Tomorrow, the United Nations International Holocaust Remembrance Day marks 75 years since the Red Army liberated the Auschwitz-Birkenau Concentration Camp.

Holocaust Centre chair Deborah Hart said today’s commemoration come at a time when the Jewish community and many other ethnic minorities are anxious about growing racism in New Zealand and around the world.

“This hatred is fed by old stereotypes and newer prejudices. The horrific attack on Christchurch mosques was felt deeply by the Jewish community. When police closed Synagogues on the Sabbath for the first time in New Zealand’s history the following day, Jewish people gathered in homes and prayed for their Muslim whanau.

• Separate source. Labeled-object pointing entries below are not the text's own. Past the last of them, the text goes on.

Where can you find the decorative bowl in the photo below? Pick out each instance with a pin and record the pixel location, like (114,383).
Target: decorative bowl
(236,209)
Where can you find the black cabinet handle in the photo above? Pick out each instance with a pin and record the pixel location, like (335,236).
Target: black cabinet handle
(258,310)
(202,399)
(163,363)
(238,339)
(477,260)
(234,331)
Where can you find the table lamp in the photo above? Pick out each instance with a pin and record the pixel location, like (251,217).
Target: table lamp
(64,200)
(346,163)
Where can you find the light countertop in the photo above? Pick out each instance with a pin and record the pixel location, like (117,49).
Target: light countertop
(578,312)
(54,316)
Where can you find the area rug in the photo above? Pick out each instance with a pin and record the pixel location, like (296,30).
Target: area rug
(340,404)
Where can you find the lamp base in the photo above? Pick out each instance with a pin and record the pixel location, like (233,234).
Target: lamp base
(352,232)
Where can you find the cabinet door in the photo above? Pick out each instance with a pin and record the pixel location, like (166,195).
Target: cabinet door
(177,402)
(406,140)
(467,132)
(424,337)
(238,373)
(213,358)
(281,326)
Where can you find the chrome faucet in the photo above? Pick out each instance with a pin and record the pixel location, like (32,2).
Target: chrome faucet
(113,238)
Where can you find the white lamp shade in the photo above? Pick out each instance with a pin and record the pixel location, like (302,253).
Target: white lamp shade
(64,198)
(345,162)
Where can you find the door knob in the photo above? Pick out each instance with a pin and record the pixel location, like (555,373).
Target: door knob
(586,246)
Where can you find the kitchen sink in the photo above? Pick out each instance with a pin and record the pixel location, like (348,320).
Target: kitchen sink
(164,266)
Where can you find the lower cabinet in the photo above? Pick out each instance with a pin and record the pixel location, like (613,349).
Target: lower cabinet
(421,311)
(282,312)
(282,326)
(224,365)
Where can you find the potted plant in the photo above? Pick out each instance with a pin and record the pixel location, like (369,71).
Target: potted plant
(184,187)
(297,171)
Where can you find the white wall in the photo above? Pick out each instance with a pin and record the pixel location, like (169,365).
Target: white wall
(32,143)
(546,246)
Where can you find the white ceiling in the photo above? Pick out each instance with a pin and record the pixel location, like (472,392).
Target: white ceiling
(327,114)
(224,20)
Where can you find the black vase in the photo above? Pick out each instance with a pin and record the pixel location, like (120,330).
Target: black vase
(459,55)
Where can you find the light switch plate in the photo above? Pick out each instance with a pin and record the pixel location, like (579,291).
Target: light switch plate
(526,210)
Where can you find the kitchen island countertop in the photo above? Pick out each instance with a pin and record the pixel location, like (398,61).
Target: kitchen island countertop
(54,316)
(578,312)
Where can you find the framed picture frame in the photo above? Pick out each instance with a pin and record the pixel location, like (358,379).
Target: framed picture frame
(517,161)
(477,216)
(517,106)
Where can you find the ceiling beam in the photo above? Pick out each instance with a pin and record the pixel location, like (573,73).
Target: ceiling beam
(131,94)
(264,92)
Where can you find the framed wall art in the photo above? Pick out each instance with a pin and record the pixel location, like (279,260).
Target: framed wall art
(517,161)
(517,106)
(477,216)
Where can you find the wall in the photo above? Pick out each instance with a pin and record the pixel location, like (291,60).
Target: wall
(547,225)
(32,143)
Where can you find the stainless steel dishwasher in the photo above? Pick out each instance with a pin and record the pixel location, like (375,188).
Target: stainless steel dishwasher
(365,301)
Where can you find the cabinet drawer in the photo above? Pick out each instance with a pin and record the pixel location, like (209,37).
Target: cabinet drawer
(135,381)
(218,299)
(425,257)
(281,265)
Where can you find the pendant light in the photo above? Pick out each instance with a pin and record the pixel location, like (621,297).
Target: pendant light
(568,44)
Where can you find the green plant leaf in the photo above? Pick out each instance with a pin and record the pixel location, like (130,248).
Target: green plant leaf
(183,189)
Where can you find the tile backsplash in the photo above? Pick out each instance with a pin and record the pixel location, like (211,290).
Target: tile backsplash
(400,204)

“Today as we remember the murder of six million Jews – including 1.5 million Jewish children – the lessons of the Holocaust are more important than ever. Remembering the Holocaust teaches us we must fight antisemitism, intolerance and hatred through education.”

Deborah Hart said a recent report on freedom of religion or belief released by UN Special Rapporteur Ahmed Shaheed “stresses that antisemitism if left unchecked by governments, poses risks not only to Jews but also to members of other minority communities”.

Prime Minister Jacinda Ardern will attend tomorrow’s commemoration service in Auckland where she will have the opportunity to meet with some of New Zealand’s remaining survivors.

Jacinda Ardern said the Holocaust teaches us that we must reject bigotry and hatred.

“There is a unifying power of interfaith and intercultural understanding, which we saw after March 15. We know the danger of seeing people based on what they look like, and what religion they are.

“We must look at one another with humanity and kindness. We must counter acts of brutality and violence with compassion and empathy,” she said.

Holocaust survivor Bob Narev says the hardest obstacle for many survivors was trying to resume a normal life after such a horrific experience.

“My thoughts have been with the Christchurch Muslim community since March 15. Only together as a country, can we fight racial hatred.

“It is too easy for commemorations to become perfunctory. We must ensure that International Holocaust Remembrance Day is both a commemoration and an expression of commitment.

We must seize opportunities for New Zealand to ensure that its dedication to fighting antisemitism and all forms of racism is more than just a moral stance and must also be reflected in our actions,” Bob Narev said.